- Make tests readable and reviewable.
- Prefer verifying behavior through the public contract (user-facing surfaces) over internal details.
- Keep the suite reliable: deterministic, minimal flake, clear failures.
- Any behavior change should include a test change (add/adjust). Pure refactors only require test changes if behavior changes.
Public contract is anything exposed to end users and not an internal implementation detail.
Practical mapping in this repo:
- Server: HTTP endpoints + request/response schemas (and documented behavior).
- SDK: symbols exported from
sdks/python/src/agent_control/__init__.py(and documented behavior). - Models: Pydantic models/fields/validation/serialization in
models/src/agent_control_models/. - Engine: stable, intended entrypoints for evaluation behavior (avoid asserting on internal helpers/private module structure).
Choose the narrowest user-facing interface that can express the scenario:
- Server behavior → drive via HTTP endpoints (create/setup via API where feasible).
- SDK behavior → drive via exported SDK API.
- Engine behavior → drive via the engine’s stable entrypoints.
- Only if needed: test internal helpers for hard-to-reach edge cases or performance-sensitive parsing/validation.
Why this rule exists:
- Contract tests survive refactors (less coupled to internals).
- They catch integration mismatches between packages (models/server/sdk).
- They better reflect how users experience failures.
When it’s OK to use internals:
- The public route to set up state is disproportionately slow or complex.
- You need to force an otherwise-unreachable error path.
- You’re testing a pure function where the “public API” adds no value.
If you do use internals, say so explicitly in the test’s # Given: block (e.g., “Given: seeded DB row directly for speed”).
Use # Given, # When, # Then comments to separate intent from mechanics.
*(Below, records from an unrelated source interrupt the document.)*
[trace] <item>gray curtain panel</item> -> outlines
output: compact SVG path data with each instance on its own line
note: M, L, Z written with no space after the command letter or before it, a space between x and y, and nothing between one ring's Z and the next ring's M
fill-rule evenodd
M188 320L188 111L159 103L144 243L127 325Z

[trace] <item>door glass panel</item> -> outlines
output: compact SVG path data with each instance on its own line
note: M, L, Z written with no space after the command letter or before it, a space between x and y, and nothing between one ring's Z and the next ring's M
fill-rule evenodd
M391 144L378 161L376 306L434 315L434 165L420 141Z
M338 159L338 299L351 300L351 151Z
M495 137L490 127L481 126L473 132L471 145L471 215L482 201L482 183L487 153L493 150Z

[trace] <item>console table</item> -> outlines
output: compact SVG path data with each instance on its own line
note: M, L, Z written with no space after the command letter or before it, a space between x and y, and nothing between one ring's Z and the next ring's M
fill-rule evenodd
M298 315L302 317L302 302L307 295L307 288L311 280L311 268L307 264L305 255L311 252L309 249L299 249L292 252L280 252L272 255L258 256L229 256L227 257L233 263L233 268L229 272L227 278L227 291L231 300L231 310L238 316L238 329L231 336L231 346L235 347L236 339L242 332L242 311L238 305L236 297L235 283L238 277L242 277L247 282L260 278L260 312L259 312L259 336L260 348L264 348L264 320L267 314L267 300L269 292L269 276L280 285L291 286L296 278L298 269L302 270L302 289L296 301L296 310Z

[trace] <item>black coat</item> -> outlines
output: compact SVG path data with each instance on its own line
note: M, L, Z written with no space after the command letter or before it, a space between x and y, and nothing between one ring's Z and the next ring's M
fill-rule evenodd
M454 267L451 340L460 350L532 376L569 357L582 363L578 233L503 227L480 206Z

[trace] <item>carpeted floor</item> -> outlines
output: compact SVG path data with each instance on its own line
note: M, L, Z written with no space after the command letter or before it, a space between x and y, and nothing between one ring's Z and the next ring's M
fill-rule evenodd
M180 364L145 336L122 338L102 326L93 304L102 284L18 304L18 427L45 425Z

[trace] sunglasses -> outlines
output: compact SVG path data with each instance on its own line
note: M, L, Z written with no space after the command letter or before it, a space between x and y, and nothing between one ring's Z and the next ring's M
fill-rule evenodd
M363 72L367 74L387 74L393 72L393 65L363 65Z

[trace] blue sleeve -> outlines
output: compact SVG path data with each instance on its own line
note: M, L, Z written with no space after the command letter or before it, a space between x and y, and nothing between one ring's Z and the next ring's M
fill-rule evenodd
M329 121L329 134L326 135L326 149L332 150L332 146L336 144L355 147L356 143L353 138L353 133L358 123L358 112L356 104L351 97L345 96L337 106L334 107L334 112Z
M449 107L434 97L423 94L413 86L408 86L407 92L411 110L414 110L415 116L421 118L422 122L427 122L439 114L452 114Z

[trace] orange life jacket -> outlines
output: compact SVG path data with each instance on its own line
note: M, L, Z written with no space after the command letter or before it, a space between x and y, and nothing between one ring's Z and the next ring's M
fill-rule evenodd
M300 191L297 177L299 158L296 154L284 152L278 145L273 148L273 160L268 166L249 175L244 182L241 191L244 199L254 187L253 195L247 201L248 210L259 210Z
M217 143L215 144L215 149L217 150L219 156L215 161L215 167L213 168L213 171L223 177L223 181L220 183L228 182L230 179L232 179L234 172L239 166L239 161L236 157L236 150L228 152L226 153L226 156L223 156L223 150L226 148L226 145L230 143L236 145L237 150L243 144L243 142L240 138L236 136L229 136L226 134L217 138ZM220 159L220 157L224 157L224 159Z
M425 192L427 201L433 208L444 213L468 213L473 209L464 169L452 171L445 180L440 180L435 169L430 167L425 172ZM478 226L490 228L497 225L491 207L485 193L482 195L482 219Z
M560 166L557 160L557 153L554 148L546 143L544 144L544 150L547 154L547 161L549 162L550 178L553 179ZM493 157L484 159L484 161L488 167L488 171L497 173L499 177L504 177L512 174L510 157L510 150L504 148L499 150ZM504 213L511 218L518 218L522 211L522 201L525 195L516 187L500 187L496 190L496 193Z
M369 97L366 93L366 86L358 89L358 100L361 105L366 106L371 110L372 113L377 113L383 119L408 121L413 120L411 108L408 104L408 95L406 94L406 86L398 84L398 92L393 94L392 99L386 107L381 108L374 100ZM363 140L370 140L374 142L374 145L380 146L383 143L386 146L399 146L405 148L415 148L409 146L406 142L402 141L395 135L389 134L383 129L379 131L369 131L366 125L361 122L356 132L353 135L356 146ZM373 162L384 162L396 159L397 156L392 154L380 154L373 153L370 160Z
This helps smaller models (and humans) avoid mixing setup/action/assertions, and makes tests easy to scan.
Guidelines:
- Given: inputs, state, preconditions (fixtures/mocks/seed data).
- When: the single action under test (call a function / make a request).
- Then: assertions about outcomes (return value, error, side effects).
- Prefer one When per test. If you need multiple actions, split tests unless the steps are inseparable.
- Keep comments short and specific (often one line each).
Examples below are illustrative; adjust imports/names and fill in placeholders to match the concrete code under test.
def test_scope_rejects_invalid_step_name_regex() -> None:
# Given: a scope with an invalid regex
scope = {"step_name_regex": "("}
# When: constructing the model
with pytest.raises(ValueError):
ControlScope.model_validate(scope)
# Then: a clear validation error is raised (asserted by pytest)def test_create_control_returns_id(client: TestClient) -> None:
# Given: a valid control payload
payload = {"name": "pii-protection"}
# When: creating the control via the public API
response = client.put("/api/v1/controls", json=payload)
# Then: the response contains the control id
assert response.status_code == 200
assert "control_id" in response.json()async def test_sdk_denies_on_local_control() -> None:
# Given: an SDK client and a local deny control
client = AgentControlClient(base_url="http://localhost:8000")
controls = [{"execution": "sdk", "action": {"decision": "deny"}, ...}]
# When: evaluating via the SDK public API
result = await check_evaluation_with_local(
client=client,
agent_name=agent_name,
step=Step(type="tool", name="db_query", input={"sql": "SELECT 1"}, output=None),
stage="pre",
controls=controls,
)
# Then: the evaluation is unsafe
assert result.is_safe is False- Prefer creating records via public endpoints rather than writing DB rows directly.
- Prefer invoking behavior via public entrypoints:
- Server: HTTP endpoints (the service layer is internal; use it directly only when endpoint setup is impractical).
- SDK: symbols exported from
sdks/python/src/agent_control/__init__.py.
- Avoid asserting on internal/private fields unless they are part of the contract (schemas, response fields, documented behavior).
Prefer Makefile targets when available:
- All tests:
make test - Server tests:
make server-test - Engine tests:
make engine-test - SDK tests:
make sdk-test
If there is no Makefile target for a task (e.g., models tests), it’s OK to run the underlying command (e.g., cd models && uv run pytest).
Package-specific notes:
- Server tests use a configured test database (see
server/Makefile; invoked viamake server-test). - SDK tests start a local server and wait on
/health(invoked viamake sdk-test).